Blood Pressure Estimation Based on the Timing of the Arterial Reflected Waves by Oscillometric Pulse Wave Decomposition

Recent innovations in oscillometric blood pressure (BP) estimation leveraging pulse transit time (PTT) show promise even when pulse amplitude is compromised. However, current PTT methods often require multiple sensors. This study introduces a novel approach for oscillometric BP estimation utilizing only a single sensor. Our method simplifies PTT measurement through decomposing oscillometric pulses into forward and reflected wave components. Notably, we found that the time interval between the forward and first reflected wave is shortest when cuff pressure is at the systolic level, while the interval between the first and second reflected waves is longest when the cuff pressure corresponds to the diastolic level.
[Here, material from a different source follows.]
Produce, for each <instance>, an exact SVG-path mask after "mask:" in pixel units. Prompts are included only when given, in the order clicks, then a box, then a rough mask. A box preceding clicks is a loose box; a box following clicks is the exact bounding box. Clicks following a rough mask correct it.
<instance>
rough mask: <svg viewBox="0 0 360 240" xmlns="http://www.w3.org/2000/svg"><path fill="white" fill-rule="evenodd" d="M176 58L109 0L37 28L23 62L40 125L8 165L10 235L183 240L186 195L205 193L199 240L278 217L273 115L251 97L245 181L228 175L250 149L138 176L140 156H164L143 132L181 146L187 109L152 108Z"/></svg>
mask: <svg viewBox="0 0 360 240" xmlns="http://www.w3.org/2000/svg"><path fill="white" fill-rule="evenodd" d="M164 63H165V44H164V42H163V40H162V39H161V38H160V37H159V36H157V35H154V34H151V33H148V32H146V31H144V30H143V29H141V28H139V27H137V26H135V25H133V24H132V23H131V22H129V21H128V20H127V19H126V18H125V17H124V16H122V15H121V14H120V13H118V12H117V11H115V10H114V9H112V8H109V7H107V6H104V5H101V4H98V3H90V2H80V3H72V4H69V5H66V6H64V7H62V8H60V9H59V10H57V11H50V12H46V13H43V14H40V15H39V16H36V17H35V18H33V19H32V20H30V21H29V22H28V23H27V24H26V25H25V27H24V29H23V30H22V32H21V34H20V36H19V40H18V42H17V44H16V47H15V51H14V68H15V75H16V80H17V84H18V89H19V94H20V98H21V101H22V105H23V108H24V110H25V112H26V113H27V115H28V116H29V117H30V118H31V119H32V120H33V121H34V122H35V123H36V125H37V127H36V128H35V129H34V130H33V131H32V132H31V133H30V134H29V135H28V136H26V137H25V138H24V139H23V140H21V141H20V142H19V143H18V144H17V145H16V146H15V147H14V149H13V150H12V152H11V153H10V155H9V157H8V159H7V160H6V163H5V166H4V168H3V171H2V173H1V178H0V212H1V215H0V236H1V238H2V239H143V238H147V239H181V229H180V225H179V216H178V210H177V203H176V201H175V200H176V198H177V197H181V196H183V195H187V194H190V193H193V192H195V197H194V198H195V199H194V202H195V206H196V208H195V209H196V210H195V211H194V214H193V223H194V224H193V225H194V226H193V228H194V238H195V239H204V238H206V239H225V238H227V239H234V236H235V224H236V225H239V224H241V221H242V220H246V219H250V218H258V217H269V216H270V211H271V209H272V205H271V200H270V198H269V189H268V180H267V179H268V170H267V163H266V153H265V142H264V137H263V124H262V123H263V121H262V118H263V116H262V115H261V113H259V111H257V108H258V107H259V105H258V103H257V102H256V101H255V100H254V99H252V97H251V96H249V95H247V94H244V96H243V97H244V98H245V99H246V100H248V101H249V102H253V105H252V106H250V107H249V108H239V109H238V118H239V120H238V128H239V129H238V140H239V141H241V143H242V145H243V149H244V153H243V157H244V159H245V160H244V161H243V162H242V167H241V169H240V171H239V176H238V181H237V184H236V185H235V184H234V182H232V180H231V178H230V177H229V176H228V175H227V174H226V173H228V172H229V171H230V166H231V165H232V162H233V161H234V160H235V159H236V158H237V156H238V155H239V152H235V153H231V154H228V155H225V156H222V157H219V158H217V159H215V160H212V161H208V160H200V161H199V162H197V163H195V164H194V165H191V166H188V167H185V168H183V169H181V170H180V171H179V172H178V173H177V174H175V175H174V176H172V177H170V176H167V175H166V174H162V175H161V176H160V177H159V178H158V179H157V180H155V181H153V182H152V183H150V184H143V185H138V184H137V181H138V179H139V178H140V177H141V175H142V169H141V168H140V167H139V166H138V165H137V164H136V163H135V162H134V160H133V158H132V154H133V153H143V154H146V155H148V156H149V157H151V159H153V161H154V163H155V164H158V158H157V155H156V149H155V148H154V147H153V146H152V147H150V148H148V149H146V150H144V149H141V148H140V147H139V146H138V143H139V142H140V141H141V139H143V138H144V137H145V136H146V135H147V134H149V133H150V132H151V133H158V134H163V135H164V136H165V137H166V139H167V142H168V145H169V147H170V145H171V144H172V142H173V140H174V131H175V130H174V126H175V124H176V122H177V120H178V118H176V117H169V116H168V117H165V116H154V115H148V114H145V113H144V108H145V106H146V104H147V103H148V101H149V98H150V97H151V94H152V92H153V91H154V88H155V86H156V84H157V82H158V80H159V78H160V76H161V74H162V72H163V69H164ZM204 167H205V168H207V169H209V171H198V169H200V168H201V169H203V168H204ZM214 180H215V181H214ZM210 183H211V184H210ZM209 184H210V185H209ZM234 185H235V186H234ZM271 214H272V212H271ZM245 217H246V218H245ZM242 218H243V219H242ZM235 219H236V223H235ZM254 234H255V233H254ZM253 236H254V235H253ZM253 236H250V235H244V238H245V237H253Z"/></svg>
To validate our method, we extensively analyzed two datasets: the first comprised 150 arm oscillometric recordings from 10 healthy individuals, and the second included 425 wrist oscillometric recordings from 85 healthy individuals. Our analysis revealed minimal standard deviation errors for BP measurements: 7.03 mmHg (systolic) and 5.96 mmHg (diastolic) for arm recordings, and 7.98 mmHg (systolic) and 5.39 mmHg (diastolic) for wrist recordings. Across both datasets, the mean error for both systolic and diastolic BP measurements was merely 0.01 mmHg, underscoring the precision of the method. Comparative analysis against established methodologies further affirmed the superior performance of our approach, which also met the ANSI/AAMI/ISO81060-2 standard. While our dataset primarily comprises recordings from healthy individuals, further validation on diverse datasets encompassing challenging cases such as obesity, arterial stiffness, and atrial fibrillation is imperative to evaluate its applicability across various clinical scenarios.